My second reflection is that the European Union is something of a lightning conductor of political discontent – and that removing it will not actually remove the discontent. When I look at technically fully independent countries like Australia, I don’t see places at are any more at peace with themselves and the world around them than we are. True, Australia has recently benefited from a good run of economic prosperity – but at the cost of big mining corporations running riot across the countryside (for people worried about wind turbines, just look at the open-cast mines marching across the Hunter Valley in New South Wales),and  who have such political clout that they are able to overturn tax proposals that they don’t like. And the politics of immigration are just as toxic.  Australia (and I could also use those other Anglo-Saxon bastions of New Zealand or Canada) finds itself at the mercy of an interconnected world, and it is by no means clear that they are better off outside an international federation like the EU. Britain’s problems would not go away, or become any more tractable, if it left the EU.

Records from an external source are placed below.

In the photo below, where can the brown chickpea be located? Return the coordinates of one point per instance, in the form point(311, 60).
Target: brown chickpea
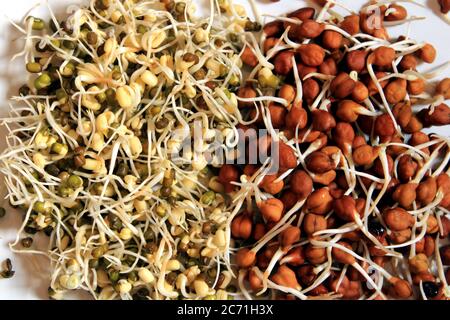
point(400, 13)
point(313, 223)
point(322, 120)
point(287, 92)
point(311, 90)
point(315, 255)
point(271, 209)
point(429, 246)
point(241, 226)
point(248, 57)
point(306, 274)
point(273, 28)
point(398, 219)
point(418, 263)
point(285, 277)
point(383, 56)
point(247, 92)
point(345, 208)
point(402, 113)
point(384, 126)
point(277, 115)
point(414, 125)
point(437, 116)
point(304, 70)
point(356, 60)
point(301, 184)
point(311, 54)
point(378, 167)
point(424, 277)
point(427, 53)
point(347, 110)
point(426, 191)
point(398, 237)
point(395, 91)
point(283, 62)
point(296, 117)
point(365, 155)
point(341, 256)
point(270, 43)
point(400, 288)
point(286, 156)
point(269, 185)
point(303, 13)
point(360, 93)
point(418, 138)
point(373, 89)
point(289, 236)
point(295, 257)
point(343, 135)
point(308, 29)
point(259, 231)
point(328, 67)
point(342, 86)
point(432, 225)
point(405, 194)
point(406, 168)
point(319, 162)
point(416, 87)
point(409, 62)
point(320, 201)
point(245, 258)
point(331, 39)
point(350, 24)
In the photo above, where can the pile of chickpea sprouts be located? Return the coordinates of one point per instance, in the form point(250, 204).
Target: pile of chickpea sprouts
point(328, 238)
point(72, 241)
point(24, 155)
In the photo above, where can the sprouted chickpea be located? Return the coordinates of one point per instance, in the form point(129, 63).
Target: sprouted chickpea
point(370, 188)
point(89, 144)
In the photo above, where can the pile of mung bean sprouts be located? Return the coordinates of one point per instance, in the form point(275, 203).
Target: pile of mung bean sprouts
point(360, 206)
point(90, 145)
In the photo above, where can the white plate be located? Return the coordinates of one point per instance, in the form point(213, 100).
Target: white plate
point(31, 279)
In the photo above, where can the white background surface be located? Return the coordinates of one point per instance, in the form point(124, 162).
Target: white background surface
point(31, 279)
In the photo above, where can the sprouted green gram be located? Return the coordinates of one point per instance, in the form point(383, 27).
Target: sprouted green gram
point(89, 145)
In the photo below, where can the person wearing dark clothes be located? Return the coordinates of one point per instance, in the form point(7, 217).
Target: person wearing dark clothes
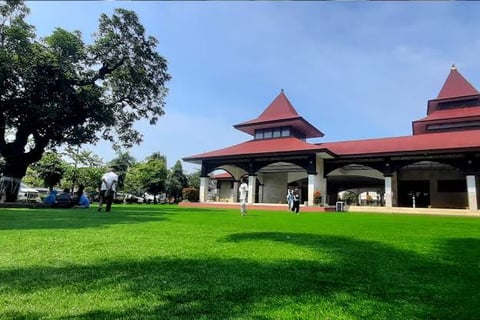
point(51, 198)
point(296, 202)
point(81, 201)
point(64, 200)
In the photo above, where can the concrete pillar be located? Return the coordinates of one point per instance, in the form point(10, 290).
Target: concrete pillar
point(388, 192)
point(316, 182)
point(234, 196)
point(204, 189)
point(251, 189)
point(260, 193)
point(472, 192)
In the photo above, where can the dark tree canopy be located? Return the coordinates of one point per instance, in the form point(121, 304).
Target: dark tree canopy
point(60, 91)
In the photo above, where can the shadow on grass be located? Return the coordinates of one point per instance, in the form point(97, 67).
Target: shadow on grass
point(47, 218)
point(359, 280)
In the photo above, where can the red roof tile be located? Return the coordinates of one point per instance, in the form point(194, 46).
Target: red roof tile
point(279, 113)
point(265, 146)
point(279, 109)
point(422, 142)
point(456, 86)
point(453, 114)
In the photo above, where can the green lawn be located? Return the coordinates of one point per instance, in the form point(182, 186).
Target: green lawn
point(167, 262)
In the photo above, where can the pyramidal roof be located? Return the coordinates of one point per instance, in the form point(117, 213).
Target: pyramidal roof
point(278, 114)
point(456, 85)
point(280, 108)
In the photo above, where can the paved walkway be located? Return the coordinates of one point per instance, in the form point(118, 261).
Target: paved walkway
point(283, 207)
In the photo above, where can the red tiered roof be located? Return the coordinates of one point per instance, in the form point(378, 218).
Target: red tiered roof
point(456, 86)
point(281, 112)
point(278, 114)
point(258, 147)
point(457, 141)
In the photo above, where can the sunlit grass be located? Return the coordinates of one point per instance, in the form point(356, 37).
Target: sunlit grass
point(168, 262)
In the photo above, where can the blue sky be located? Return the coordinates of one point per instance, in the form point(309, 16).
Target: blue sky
point(353, 69)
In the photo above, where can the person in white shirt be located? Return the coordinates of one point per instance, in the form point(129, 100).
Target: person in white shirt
point(107, 189)
point(243, 189)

But having got all that off my chest, I have to admit that Mr Scruton has put his finger on a real problem, which is that EU institutions have lost popularity, and often seem beyond political accountability. His use of the free movement of people as an example is very telling. This idea lies at the beating heart of the European Union, but it creates a lot of tension. And unlike many supposed EU generated problems, like over-regulation, it’s for real. In Lincolnshire, where Mr Scruton was born and where support for the anti-EU Ukip is high, there have been real impacts from the influx of east European migrants in search of work. And yet freedom of movement has had real economic and personal benefits. And it is not just in Britain that anti-EU feeling, in large part directed at free migration, has been building up. This is all hobbling areas like energy policy where EU level action is increasingly warranted.

In the long run the answer is for Europe to develop a stronger sense of “us”. This may already be better developed than Mr Scruton allows, but it remains very patchy. I believe that there is enough of a sense of common values and history to provide a basis for this. One of the best ways for a Briton to feel European is to travel to a country like U.S. or, for slightly different reasons, Australia. But it needs to be promoted by liberal politicians, and is the work of generations.

A referendum on EU membership, the policy of our Prime Minister David Cameron, remains an enticing idea. The consequences of a “no” vote would be disastrous, but the pro-EU forces need to be rallied, and the institution’s legitimacy must be reaffirmed. I am also coming round to the idea of another of Mr Cameron’s ideas: a British Bill of Rights. This would mainly give a British label to core European principles, but it could also set clear British constitutional limits to European power, much as Germany’s Basic Law does.

But the bigger truth is that we must move on from the 19th century idea of an all-powerful sovereign nation state. We have to develop the legitimacy of multinational bodies like the EU; we also need to devolve power to more localised levels, especially in bigger states like Britain. This requires fresh thinking on the institutions of democracy. Roger Scruton is right to remind us that democracy is about more than voting, and requires a sense of common identity, but in the end he is not helping us to adapt the world where humanity now finds itself.